There are no broad guidelines for choosing an air compressor for your drilling jobs. Your air needs are dependent on the type of rock/formation and the diameter and depth of the hole. 

One recommendation that applies to any drilling job is to find an air compressor dealer that can do more than just rent or sell a piece of equipment. Every dig presents its own challenges, and an experienced air compressor sales associate plus a strong dealer network will be able to answer questions, find the machine that best suits the job and deliver it in time to the jobsite. At the end of the day, who you choose to work with is going to be just as important as choosing the right air pressure and volume.

When Does a Drilling Challenge Require ‘Large Air’?

Typically, what dictates the need for large air (over 750 cfm) is the diameter and depth of the hole you’re drilling. A larger hole needs a greater volume of air to clean the cuttings away from the face of the bit, because the air disperses more quickly in a larger hole. 

For example, consider drilling a water well in a residential area. The hole might be 6  inches in diameter to a depth of 400 feet. You could drill that with the use of a single air compressor running 750 cfm at 300 psi.

That’s still considered a need for a large air compressor, but nothing compared to running a 72-inch cluster drill. With a hole that wide, even if the depth is 80 feet, you may need multiple 1,600-cfm air compressors, because of the amount of air dispersion.

Low Pressure vs. High Pressure Air Drilling

Air pressure needs are similarly dependent on the type of drilling being completed. If you’re running cluster drills, rotary drills or hammer drills (DHD) through hard rock, which is typical for foundation work, you need high pressure air of 200 psig and above. 

With the multitude of different air drilling applications, each job is unique. No two are the same. Sometimes one air compressor is sufficient, while other times more units are needed for multiple pressures and flows, as dictated by the makeup of the hole to be drilled. 

For rotary drilling, air pressure needs are usually lower, therefore we would more likely need to consider large air volume, low-pressure compressors, again depending on air volume needs. A dual-pressure machine can offer you the versatility to tailor your job to the various requirements of pressure and flow.

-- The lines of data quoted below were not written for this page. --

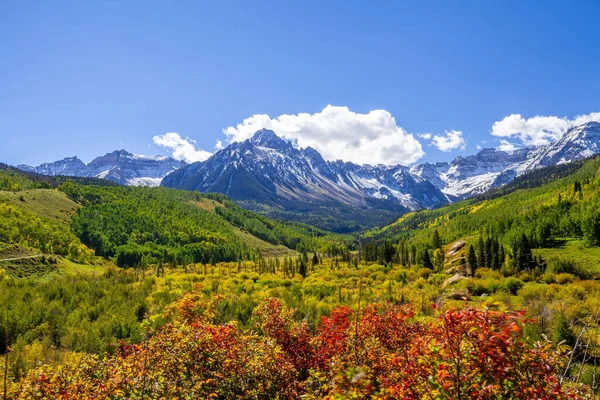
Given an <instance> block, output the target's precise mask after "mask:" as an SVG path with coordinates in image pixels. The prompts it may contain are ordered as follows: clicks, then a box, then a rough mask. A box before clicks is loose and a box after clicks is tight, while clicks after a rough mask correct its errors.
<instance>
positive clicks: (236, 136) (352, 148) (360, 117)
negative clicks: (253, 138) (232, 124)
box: [223, 105, 425, 165]
mask: <svg viewBox="0 0 600 400" xmlns="http://www.w3.org/2000/svg"><path fill="white" fill-rule="evenodd" d="M262 128H266V129H271V130H273V131H274V132H275V133H276V134H277V135H279V136H282V137H284V138H286V139H288V140H291V141H293V142H295V143H297V144H298V146H301V147H307V146H311V147H313V148H315V149H316V150H317V151H319V152H320V153H321V155H322V156H323V158H325V159H327V160H337V159H342V160H345V161H352V162H355V163H358V164H380V163H381V164H404V165H408V164H411V163H414V162H415V161H417V160H418V159H420V158H421V157H422V156H423V155H424V154H425V153H424V152H423V148H422V146H421V143H420V142H419V141H418V140H417V139H416V138H415V137H414V136H413V135H412V134H410V133H408V132H406V131H405V130H404V129H403V128H401V127H399V126H398V125H397V124H396V120H395V119H394V117H393V116H392V115H391V114H390V113H389V112H388V111H385V110H374V111H370V112H369V113H367V114H360V113H355V112H353V111H350V110H349V109H348V107H337V106H331V105H328V106H327V107H325V108H324V109H323V110H322V111H320V112H317V113H315V114H308V113H300V114H292V115H288V114H284V115H280V116H279V117H276V118H271V117H270V116H268V115H266V114H256V115H253V116H251V117H249V118H246V119H245V120H244V121H243V122H242V123H240V124H238V125H237V126H235V127H233V126H230V127H228V128H226V129H224V130H223V133H225V135H226V136H227V139H228V142H229V143H231V142H237V141H243V140H246V139H248V138H250V137H252V135H253V134H254V133H255V132H256V131H258V130H259V129H262Z"/></svg>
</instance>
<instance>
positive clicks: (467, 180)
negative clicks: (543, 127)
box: [411, 122, 600, 199]
mask: <svg viewBox="0 0 600 400" xmlns="http://www.w3.org/2000/svg"><path fill="white" fill-rule="evenodd" d="M599 153H600V123H598V122H589V123H587V124H583V125H580V126H576V127H574V128H572V129H570V130H569V131H567V132H566V133H565V134H564V136H563V137H562V138H560V139H559V140H557V141H556V142H554V143H551V144H549V145H547V146H541V147H535V148H524V149H517V150H513V151H500V150H495V149H483V150H481V151H480V152H479V153H477V154H475V155H472V156H468V157H457V158H456V159H454V161H452V162H451V163H450V164H447V163H436V164H431V163H423V164H419V165H416V166H414V167H412V168H411V173H412V174H414V175H417V176H420V177H421V178H423V179H426V180H428V181H429V182H431V183H432V184H434V185H435V186H436V187H437V188H438V189H440V190H441V191H442V192H443V193H444V194H446V195H447V196H448V197H449V198H450V199H462V198H466V197H470V196H474V195H477V194H481V193H484V192H486V191H488V190H490V189H493V188H495V187H498V186H502V185H504V184H506V183H508V182H510V181H512V180H513V179H514V178H515V177H517V176H519V175H522V174H524V173H526V172H529V171H532V170H534V169H537V168H542V167H547V166H550V165H556V164H562V163H568V162H571V161H575V160H579V159H582V158H586V157H590V156H592V155H595V154H599Z"/></svg>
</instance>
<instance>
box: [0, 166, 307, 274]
mask: <svg viewBox="0 0 600 400" xmlns="http://www.w3.org/2000/svg"><path fill="white" fill-rule="evenodd" d="M0 172H1V173H2V174H3V175H4V176H8V177H10V179H11V182H18V185H19V186H20V187H22V188H28V187H34V186H35V185H36V184H37V183H38V182H37V181H34V180H32V179H31V178H30V177H29V176H28V175H27V174H21V173H19V172H18V171H0ZM0 202H5V203H9V204H11V205H13V206H15V207H17V208H18V209H20V210H22V211H23V212H25V213H28V214H34V215H37V216H39V217H42V218H43V219H44V220H46V221H49V222H50V223H56V224H61V225H62V224H64V225H68V224H69V223H70V219H71V217H72V216H73V215H74V214H75V213H76V212H77V209H79V208H81V207H82V206H81V205H80V204H78V203H76V202H74V201H72V200H71V199H70V198H69V197H68V196H67V195H66V194H65V193H63V192H61V191H59V190H56V189H26V190H19V191H14V192H13V191H4V190H0ZM195 204H196V205H197V206H198V207H200V208H202V209H203V210H206V211H212V212H214V211H215V208H216V207H217V205H219V204H220V203H218V202H217V201H214V200H211V199H202V200H201V201H198V202H195ZM233 230H234V232H235V235H236V236H237V237H238V238H240V239H241V240H242V241H243V242H244V243H246V244H248V246H251V247H253V248H259V249H260V250H262V251H263V254H264V256H266V257H286V256H295V255H297V253H296V252H295V251H293V250H290V249H288V248H287V247H285V246H282V245H273V244H271V243H268V242H265V241H263V240H261V239H259V238H257V237H255V236H252V235H251V234H250V233H248V232H245V231H243V230H241V229H239V228H238V227H233ZM40 253H41V252H40V251H39V250H38V249H35V248H31V247H27V246H18V245H13V244H10V243H0V260H4V259H9V258H19V257H28V256H33V255H38V254H40ZM55 258H56V264H50V263H46V262H42V259H41V258H34V259H22V260H10V261H0V268H1V269H4V270H5V271H6V272H7V273H8V274H9V275H11V276H14V277H20V278H22V277H36V278H43V279H44V280H46V279H50V278H51V277H52V276H54V275H56V274H62V273H68V274H79V273H85V274H90V273H93V274H95V273H99V272H100V271H102V270H104V269H105V267H107V266H108V265H104V264H106V263H103V265H101V266H98V265H86V264H77V263H75V262H73V261H70V260H68V259H66V258H63V257H55ZM108 264H111V265H112V263H108Z"/></svg>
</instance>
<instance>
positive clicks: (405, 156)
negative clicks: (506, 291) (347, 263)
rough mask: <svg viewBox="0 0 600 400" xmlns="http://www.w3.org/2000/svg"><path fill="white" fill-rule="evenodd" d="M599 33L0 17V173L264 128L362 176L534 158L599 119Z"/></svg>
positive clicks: (287, 16)
mask: <svg viewBox="0 0 600 400" xmlns="http://www.w3.org/2000/svg"><path fill="white" fill-rule="evenodd" d="M599 17H600V3H598V2H596V1H583V0H582V1H563V2H556V1H508V0H506V1H495V2H493V1H439V2H438V1H410V2H402V1H378V2H367V1H302V2H299V1H298V2H295V1H294V2H293V1H289V2H287V1H285V2H275V1H273V2H260V1H257V2H246V1H244V2H230V1H222V2H221V1H211V2H203V1H182V0H180V1H176V2H168V1H148V0H146V1H108V0H106V1H52V2H37V4H35V5H34V4H33V3H25V2H21V1H4V2H2V3H0V77H1V78H0V140H1V143H2V145H1V146H0V161H3V162H7V163H10V164H18V163H27V164H32V165H37V164H39V163H41V162H44V161H53V160H56V159H60V158H63V157H66V156H72V155H78V156H79V157H80V158H81V159H83V160H84V161H86V162H87V161H90V160H91V159H92V158H93V157H95V156H97V155H101V154H104V153H106V152H108V151H112V150H115V149H120V148H125V149H127V150H129V151H131V152H134V153H139V154H171V151H170V149H169V148H168V147H164V146H160V145H158V144H156V143H155V142H154V140H153V138H154V137H155V136H157V137H158V139H157V140H156V141H157V142H159V143H162V144H163V145H164V144H167V145H169V146H171V147H172V148H173V147H174V146H178V147H177V149H179V150H180V151H179V153H178V154H179V155H178V156H179V157H187V158H194V157H196V159H200V158H203V157H205V155H206V153H202V152H199V151H196V150H199V149H203V150H205V151H208V152H212V151H215V144H216V143H217V141H218V140H220V141H221V143H222V144H224V145H226V144H227V141H228V140H236V139H243V138H244V137H247V136H248V134H249V133H248V132H249V131H250V130H251V129H253V128H254V127H257V126H260V125H261V123H262V124H263V125H264V124H267V125H269V126H273V127H278V128H279V129H281V130H282V131H285V132H287V137H289V138H291V139H294V140H297V141H298V143H299V144H300V145H314V144H315V143H317V145H320V146H321V148H318V150H320V151H322V152H323V153H326V154H327V155H328V157H329V158H334V157H340V158H349V161H353V160H354V161H358V162H364V161H365V160H373V162H384V163H393V162H404V163H406V164H408V163H410V162H415V161H417V160H418V161H419V162H420V161H437V160H449V159H452V158H453V157H455V156H456V155H466V154H471V153H473V152H475V151H477V146H484V147H498V146H499V145H501V144H504V145H506V146H510V145H517V146H520V145H530V144H543V143H547V142H549V141H552V140H555V138H556V137H558V136H559V135H560V134H561V133H562V132H563V131H564V130H565V129H566V128H568V127H569V126H572V125H573V124H574V118H575V117H576V116H580V115H583V116H584V120H585V118H588V119H590V118H591V119H597V118H600V114H592V113H597V112H598V111H600V102H599V99H600V96H599V93H600V73H599V71H600V52H599V51H598V49H599V44H598V38H600V24H598V19H599ZM328 105H333V106H336V107H339V108H329V109H327V108H326V107H327V106H328ZM344 107H345V108H344ZM323 110H329V111H328V112H325V111H323ZM372 110H385V112H381V113H375V114H369V112H371V111H372ZM299 113H306V115H303V116H300V117H288V118H284V119H279V120H277V119H276V118H277V117H278V116H280V115H282V114H287V115H292V116H294V115H296V114H299ZM256 114H266V115H268V116H269V117H270V118H268V119H266V118H265V117H262V118H258V119H257V118H255V119H252V120H249V121H248V122H247V123H246V124H242V125H240V126H239V127H237V125H238V124H241V123H242V122H243V121H244V120H245V119H247V118H250V117H252V116H253V115H256ZM313 114H317V115H316V116H315V115H313ZM363 114H364V115H363ZM513 114H520V115H521V116H522V117H521V118H518V117H515V116H513V117H510V118H508V119H505V118H507V117H509V116H511V115H513ZM536 116H543V117H544V118H542V119H533V118H534V117H536ZM391 117H393V118H394V119H395V125H394V126H391V127H390V126H389V124H390V118H391ZM273 120H275V122H273ZM356 121H359V122H356ZM578 121H580V120H578ZM496 122H499V123H500V124H499V125H497V127H496V129H493V126H494V123H496ZM346 124H348V125H346ZM228 127H231V129H230V130H229V136H226V135H224V133H223V130H224V129H226V128H228ZM294 129H296V131H294ZM298 129H299V130H300V131H298ZM275 130H276V131H277V130H278V129H275ZM172 132H176V133H178V135H179V136H178V137H179V139H176V138H175V139H176V140H175V139H174V137H173V136H170V137H166V136H164V135H165V134H166V133H172ZM448 132H450V134H449V133H448ZM453 132H454V133H453ZM456 132H458V133H460V135H459V136H456V135H457V133H456ZM491 133H494V135H492V134H491ZM423 134H425V135H423ZM427 134H429V135H427ZM453 134H454V136H452V135H453ZM436 136H438V137H439V138H440V139H439V140H438V141H437V142H435V143H437V144H438V146H437V147H436V146H435V145H432V144H431V142H432V140H435V137H436ZM186 137H189V138H191V139H193V140H195V144H193V146H192V149H191V150H190V147H189V145H188V143H189V141H188V142H185V138H186ZM457 137H458V138H459V139H460V141H457V140H456V139H457ZM318 138H322V141H319V140H318ZM353 138H360V141H359V140H358V139H357V140H356V141H353V140H352V139H353ZM426 138H428V139H426ZM167 139H169V140H170V142H169V140H167ZM161 140H162V141H161ZM174 140H175V141H174ZM501 140H505V141H506V143H505V142H500V141H501ZM177 141H179V142H177ZM359 142H360V143H359ZM386 144H389V147H387V148H385V149H383V150H382V149H381V148H382V147H386ZM419 146H420V150H419ZM193 147H195V148H196V150H194V149H193ZM438 147H441V148H443V149H445V150H447V151H441V150H439V149H438ZM449 147H450V148H449ZM190 151H191V152H192V153H193V154H190ZM194 151H195V153H194Z"/></svg>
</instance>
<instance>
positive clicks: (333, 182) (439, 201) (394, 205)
mask: <svg viewBox="0 0 600 400" xmlns="http://www.w3.org/2000/svg"><path fill="white" fill-rule="evenodd" d="M162 185H163V186H167V187H173V188H178V189H188V190H199V191H201V192H211V191H214V192H220V193H224V194H226V195H228V196H230V197H231V198H233V199H236V200H252V201H256V202H260V203H267V204H274V205H282V204H287V205H289V204H290V202H294V201H300V202H310V203H326V202H331V201H338V202H341V203H344V204H347V205H351V206H354V207H359V208H370V207H374V205H376V207H384V208H387V209H399V207H398V206H402V207H405V208H409V209H413V210H414V209H419V208H428V207H433V206H437V205H439V204H444V203H446V202H447V199H446V196H444V195H443V194H442V193H441V192H440V190H439V189H437V188H436V187H435V186H434V185H432V184H431V183H429V182H428V181H426V180H425V179H422V178H421V177H418V176H413V175H412V174H411V173H410V171H409V169H408V168H406V167H403V166H392V167H389V166H382V165H379V166H368V165H365V166H361V165H357V164H354V163H350V162H342V161H335V162H329V161H325V160H324V159H323V157H321V155H320V154H319V153H318V152H317V151H316V150H315V149H312V148H310V147H309V148H306V149H296V148H294V146H292V144H291V143H289V142H286V141H285V140H283V139H281V138H279V137H278V136H277V135H276V134H275V133H274V132H273V131H269V130H261V131H258V132H257V133H256V134H255V135H254V136H253V137H252V138H251V139H248V140H246V141H244V142H238V143H233V144H231V145H230V146H228V147H227V148H225V149H223V150H221V151H218V152H217V153H215V154H214V155H213V156H212V157H210V158H209V159H208V160H206V161H203V162H198V163H194V164H190V165H188V166H186V167H184V168H181V169H180V170H178V171H175V172H174V173H172V174H170V175H169V176H167V177H165V179H163V182H162Z"/></svg>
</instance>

What to Ask Your Air Compressor Sales Associate

If you’re looking to buy, rent or lease an air compressor, and you know the specs that you need, it’s important to ask your dealers pointed questions about their level of support:

  • How quickly can you get a field service technician to my jobsite?
  • Can you provide someone on call 24/7?
  • If I need you to replace a part or a whole air compressor, do you have others readily available in your inventory? 
  • If I have a job in another part of the state, in another state or across the country, can you act as my one point of contact to get the machines I need when I need them?

The answers to these questions, and how dealers respond when something may go wrong, are what really differentiates dealers. Know the pressure you need for your drilling job and know the volume, but at the end of the day, choose and work with a dealer who can support what they sell. That is going to make all the difference in the world in the successful completion of your drilling job.